Zart maintains a private Prometheus registry. All metrics are registered at startup; you expose them by calling gather_metrics() at whatever path suits your application.

MetricTypeLabelsWhat it measures
zart_tasks_totalCounterstatusTasks completed, failed, cancelled, or scheduled
zart_task_duration_secondsHistogramtask_name, statusEnd-to-end task execution time
zart_executions_totalCounterstatus, task_nameDurable execution lifecycle events
zart_steps_totalCounterstatus, step_nameSteps completed, failed, scheduled, or waiting for event
zart_step_duration_secondsHistogramstep_name, statusPer-step execution time
zart_queue_depthGaugeTasks waiting to be picked up
zart_worker_concurrent_tasksGaugeTasks currently executing
zart_poll_interval_secondsHistogramActual time between poll cycles
zart_events_delivered_totalCounterevent_name, statusEvents delivered to waiting tasks
zart_task_heartbeat_renewals_totalCountertask_name, status (success, failed, not_found)Lease renewals — not_found means the task was already claimed or cancelled
zart_heartbeat_activeGaugeActive heartbeat loops (one per running task)

Duration histograms use buckets: 1ms → 5ms → 10ms → 50ms → 100ms → 500ms → 1s → 5s → 10s → 30s → 60s → 5m.

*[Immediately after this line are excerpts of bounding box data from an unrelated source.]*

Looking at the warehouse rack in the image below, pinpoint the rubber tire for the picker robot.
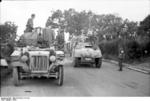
[95,58,102,68]
[13,67,20,86]
[58,66,64,86]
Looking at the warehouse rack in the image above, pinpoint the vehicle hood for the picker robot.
[28,51,50,56]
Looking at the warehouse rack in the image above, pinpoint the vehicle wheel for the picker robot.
[95,58,102,68]
[58,66,64,86]
[73,58,79,67]
[13,67,20,86]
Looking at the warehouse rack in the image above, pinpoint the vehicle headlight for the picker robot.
[50,55,56,62]
[21,55,28,62]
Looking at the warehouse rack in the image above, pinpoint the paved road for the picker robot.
[1,59,150,97]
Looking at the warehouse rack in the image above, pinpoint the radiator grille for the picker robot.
[31,56,48,71]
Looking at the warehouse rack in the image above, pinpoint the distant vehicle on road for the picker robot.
[72,42,102,68]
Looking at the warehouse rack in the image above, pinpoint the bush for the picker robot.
[99,39,119,56]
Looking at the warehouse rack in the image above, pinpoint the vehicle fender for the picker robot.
[11,61,29,71]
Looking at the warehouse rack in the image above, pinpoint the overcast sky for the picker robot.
[0,0,150,35]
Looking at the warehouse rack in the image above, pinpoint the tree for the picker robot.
[0,21,17,43]
[0,21,17,60]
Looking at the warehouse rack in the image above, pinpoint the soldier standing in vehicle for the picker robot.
[25,14,35,32]
[118,47,125,71]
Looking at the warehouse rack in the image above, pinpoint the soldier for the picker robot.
[118,47,125,71]
[25,14,35,32]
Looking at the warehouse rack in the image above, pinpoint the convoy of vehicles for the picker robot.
[11,27,64,86]
[11,27,102,86]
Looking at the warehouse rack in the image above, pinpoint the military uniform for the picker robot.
[118,48,125,71]
[25,18,33,32]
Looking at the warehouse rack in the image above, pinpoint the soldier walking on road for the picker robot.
[118,47,125,71]
[25,14,35,32]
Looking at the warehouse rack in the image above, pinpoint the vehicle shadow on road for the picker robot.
[74,64,98,69]
[19,77,58,87]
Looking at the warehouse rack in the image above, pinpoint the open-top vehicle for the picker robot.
[11,27,64,86]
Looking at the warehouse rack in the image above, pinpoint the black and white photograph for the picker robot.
[0,0,150,101]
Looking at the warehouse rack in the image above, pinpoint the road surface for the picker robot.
[1,58,150,97]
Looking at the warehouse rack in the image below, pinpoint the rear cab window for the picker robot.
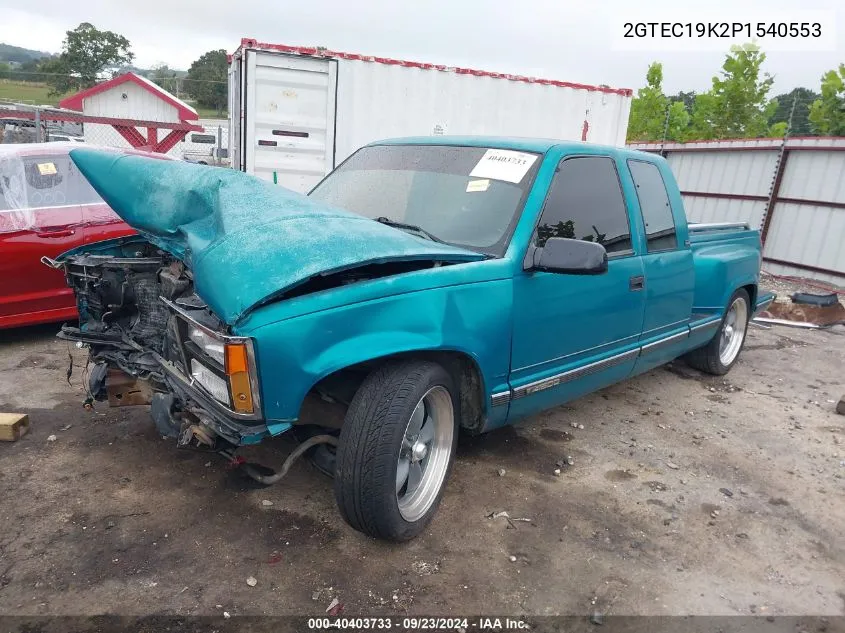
[535,156,633,258]
[628,159,678,253]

When Zart runs inside your own Axum (or any other) server, wire gather_metrics() into a handler at whatever path you want:

use axum::{Router, routing::get, http::StatusCode, response::IntoResponse};
use zart::metrics::gather_metrics;
async fn metrics_handler() -> impl IntoResponse {
(
StatusCode::OK,
[("Content-Type", "text/plain; version=0.0.4; charset=utf-8")],
gather_metrics(),
)
}
// Mount anywhere you like — /metrics is the Prometheus convention
let app = Router::new()
.route("/metrics", get(metrics_handler))
// … your other routes

If you use the zart-api crate, the GET /metrics endpoint is included automatically. No extra code needed.

use zart_api::ApiServer;
let server = ApiServer::new(scheduler, registry);
server.run("0.0.0.0:8080").await?;
// Prometheus can now scrape http://<host>:8080/metrics
scrape_configs:
- job_name: zart
static_configs:
- targets: ["your-app:8080"]
metrics_path: /metrics # adjust if you chose a different path
scrape_interval: 15s

Expose the worker’s liveness via an HTTP handler in your own server:

use axum::{Router, routing::get, http::StatusCode, response::IntoResponse, extract::State};
use std::sync::Arc;
use zart::Worker;
async fn health(State(worker): State<Arc<Worker>>) -> impl IntoResponse {
if worker.is_healthy() {
StatusCode::OK
} else {
StatusCode::SERVICE_UNAVAILABLE
}
}
let app = Router::new()
.route("/health", get(health))
.with_state(worker.clone());

If you use zart-api, /healthz (liveness) and /readyz (readiness) are built in.

Kubernetes probe example:

livenessProbe:
httpGet:
path: /health
port: 8080
initialDelaySeconds: 10
periodSeconds: 15

groups:
- name: zart
rules:
- alert: ZartTaskFailureRateHigh
expr: |
rate(zart_tasks_total{status="failed"}[5m])
/ rate(zart_tasks_total[5m]) > 0.05
for: 2m
annotations:
summary: "More than 5% of tasks are failing"
- alert: ZartQueueDepthHigh
expr: zart_queue_depth > 500
for: 5m
annotations:
summary: "Task queue depth exceeds 500 for 5 minutes"
- alert: ZartHeartbeatRenewalsFailing
expr: rate(zart_task_heartbeat_renewals_total{status="failed"}[5m]) > 0
for: 1m
annotations:
summary: "Heartbeat renewals are failing — possible database connectivity issue"